DBRS Assigns Provisional Ratings to A10 Term Asset Financing 2016-1, LLC
CMBSDBRS, Inc. (DBRS) has today assigned provisional ratings to the following classes of Commercial Mortgage Pass-Through Certificates, Series 2016-1 (the Notes) to be issued by A10 Term Asset Financing 2016-1, LLC. All trends are Stable.
-- Class A-1 at AAA (sf)
-- Class A-2 at AAA (sf)
-- Class B at A (low) (sf)
-- Class C at BBB (sf)
-- Class D at BBB (low) (sf)
-- Class E at BB (sf)
-- Class F at B (sf)
Classes E and F are non-offered classes and are retained by the Issuer.
The collateral consists of 27 loans, secured by 33 commercial properties, all originated by A10 Capital, LLC (A10).
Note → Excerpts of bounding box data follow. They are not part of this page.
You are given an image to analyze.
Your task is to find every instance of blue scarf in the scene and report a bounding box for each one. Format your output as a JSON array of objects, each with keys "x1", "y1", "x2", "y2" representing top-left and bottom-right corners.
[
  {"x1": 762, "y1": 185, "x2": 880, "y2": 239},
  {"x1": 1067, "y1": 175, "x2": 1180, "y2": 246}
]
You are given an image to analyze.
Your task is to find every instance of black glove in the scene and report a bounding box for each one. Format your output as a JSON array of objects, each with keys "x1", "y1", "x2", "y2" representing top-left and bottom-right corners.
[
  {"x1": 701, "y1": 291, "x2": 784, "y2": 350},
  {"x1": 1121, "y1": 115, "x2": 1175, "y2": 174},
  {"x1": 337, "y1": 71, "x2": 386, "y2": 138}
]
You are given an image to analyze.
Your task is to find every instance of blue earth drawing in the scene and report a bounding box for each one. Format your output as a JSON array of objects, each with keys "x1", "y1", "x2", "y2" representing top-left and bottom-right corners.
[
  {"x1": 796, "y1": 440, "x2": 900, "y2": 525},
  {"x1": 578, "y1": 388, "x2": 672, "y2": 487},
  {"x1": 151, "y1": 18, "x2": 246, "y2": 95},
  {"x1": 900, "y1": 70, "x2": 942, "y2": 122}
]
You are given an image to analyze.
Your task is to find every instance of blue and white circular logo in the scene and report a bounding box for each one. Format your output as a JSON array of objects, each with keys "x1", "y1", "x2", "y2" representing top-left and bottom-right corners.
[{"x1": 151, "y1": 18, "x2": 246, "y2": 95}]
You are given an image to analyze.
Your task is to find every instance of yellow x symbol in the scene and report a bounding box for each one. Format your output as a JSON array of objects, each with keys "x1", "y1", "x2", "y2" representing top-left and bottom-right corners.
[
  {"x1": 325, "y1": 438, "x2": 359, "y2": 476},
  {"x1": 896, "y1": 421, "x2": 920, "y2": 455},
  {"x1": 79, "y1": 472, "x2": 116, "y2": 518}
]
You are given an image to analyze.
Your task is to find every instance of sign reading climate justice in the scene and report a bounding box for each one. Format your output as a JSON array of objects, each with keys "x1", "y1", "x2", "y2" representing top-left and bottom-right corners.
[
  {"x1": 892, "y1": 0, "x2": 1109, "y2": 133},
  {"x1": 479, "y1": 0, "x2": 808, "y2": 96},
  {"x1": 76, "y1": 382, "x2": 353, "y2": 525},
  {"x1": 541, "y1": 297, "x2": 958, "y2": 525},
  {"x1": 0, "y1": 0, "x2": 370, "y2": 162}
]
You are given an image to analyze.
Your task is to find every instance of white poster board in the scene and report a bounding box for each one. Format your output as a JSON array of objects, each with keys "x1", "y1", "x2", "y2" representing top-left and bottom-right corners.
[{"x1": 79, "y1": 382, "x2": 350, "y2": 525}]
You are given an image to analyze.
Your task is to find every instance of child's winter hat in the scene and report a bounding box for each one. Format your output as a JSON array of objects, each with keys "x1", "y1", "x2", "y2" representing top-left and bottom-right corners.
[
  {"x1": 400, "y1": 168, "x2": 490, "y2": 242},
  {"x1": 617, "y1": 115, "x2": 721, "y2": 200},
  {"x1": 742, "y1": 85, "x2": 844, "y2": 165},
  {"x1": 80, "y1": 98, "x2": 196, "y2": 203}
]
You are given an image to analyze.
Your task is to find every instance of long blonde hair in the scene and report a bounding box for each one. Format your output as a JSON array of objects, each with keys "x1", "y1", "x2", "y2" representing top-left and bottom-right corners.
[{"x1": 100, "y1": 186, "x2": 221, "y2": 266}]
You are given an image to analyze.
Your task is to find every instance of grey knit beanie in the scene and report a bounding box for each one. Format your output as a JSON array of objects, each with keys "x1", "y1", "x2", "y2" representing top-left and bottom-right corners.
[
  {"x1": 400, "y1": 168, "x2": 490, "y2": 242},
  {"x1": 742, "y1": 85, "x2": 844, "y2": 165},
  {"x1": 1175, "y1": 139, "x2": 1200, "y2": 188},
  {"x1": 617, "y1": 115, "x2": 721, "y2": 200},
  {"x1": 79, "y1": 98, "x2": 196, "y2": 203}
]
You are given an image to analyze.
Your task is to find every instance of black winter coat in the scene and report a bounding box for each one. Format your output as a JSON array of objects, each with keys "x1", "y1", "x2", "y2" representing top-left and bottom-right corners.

A total of 11 underlying loans are cross-collateralized and cross-defaulted into five separate portfolios or crossed groups. The DBRS analysis of this transaction incorporates these crossed groups, resulting in a modified loan count of 21, and loan references within this report reflect this total. A10 specializes in mini-perm loans, which typically have three- to five-year terms with extension options and are used to finance properties until they are fully stabilized. The borrowers are often new equity sponsors of fairly well-positioned assets within their respective markets. A10’s initial advance is the senior debt component typically for the purchase of a real estate-owned acquisition or discounted payoff.
The pool was analyzed to determine the provisional ratings, reflecting the long-term probability of loan default within the term and its liquidity at maturity, based on the fully extended loan term. Because of the floating-rate nature of almost half the pool, the index (three-month LIBOR) was modeled at the lower of a DBRS stressed rate that corresponded to the remaining fully extended term of the loans and the strike price of the interest rate cap, to the extent one is in-place, with the respective contractual loan spread added to determine a stressed interest rate over the loan term. For the hybrid loan, DBRS modeled the maximum debt service expected throughout the life of the loan, which occurred in the first 12 months of the loan’s switching to a floating interest rate. When the cut-off whole-loan balances were measured against the DBRS In-Place net cash flow (NCF) and their respective in-place (fixed-rate loans) or stressed constants (floating-rate loans), 16 loans, representing 70.7% of the total loan commitments, had a DBRS Term debt service coverage ratio (DSCR) below 1.15 times (x), a threshold indicative of a higher likelihood of mid-term default. Additionally, to assess refinance risk, DBRS applied its refinance constants to the balloon amounts. This resulted in 11 loans, representing 63.3% of the total commitments, having refinance DSCRs below 1.00x relative to the DBRS Stabilized NCF. The properties are often transitioning, with potential upside in the cash flow; however, DBRS does not give full credit to the stabilization if there are no holdbacks or if other loan structural features in place were insufficient to support such treatment. Furthermore, even with structure provided, DBRS generally does not assume the assets will stabilize above market levels.
The ratings assigned by DBRS contemplate timely payments of distributable interest and, in the case of the senior subordinate notes other than the Class A-1 and A-2 Notes, ultimate recovery of Deferred Collateralized Note Interest Amounts (inclusive of interest payable thereon at the applicable rate, to the extent permitted by law). Accordingly, DBRS will assign its Interest in Arrears designation to any class of Offered Notes (other than the Class A Notes) during any Interest Accrual Period when such class accrues Deferred Collateralized Note Amounts.
The ratings assigned to the Notes by DBRS are based exclusively on the credit provided by the transaction structure and underlying trust assets. All classes will be subject to ongoing surveillance, which could result in upgrades or downgrades by DBRS after the date of issuance.
Notes:
All figures are in U.S. dollars unless otherwise noted.
This rating is endorsed by DBRS Ratings Limited for use in the European Union.
The applicable methodology is North American CMBS Rating Methodology and Unified Interest Rate Model for Rating U.S. Structured Finance Transactions, which can be found on our website under Methodologies.
With regard to due diligence services, DBRS was provided with the Form ABS Due Diligence-15E (Form 15-E), which contains the description of the information that the third party reviewed in conducting the due diligence services and a summary of the findings and conclusions. While DBRS did not rely on the due diligence services outlined in Form 15-E, DBRS did use the Data File outlined in the Independent Accountant’s Report in its analysis to determine the ratings.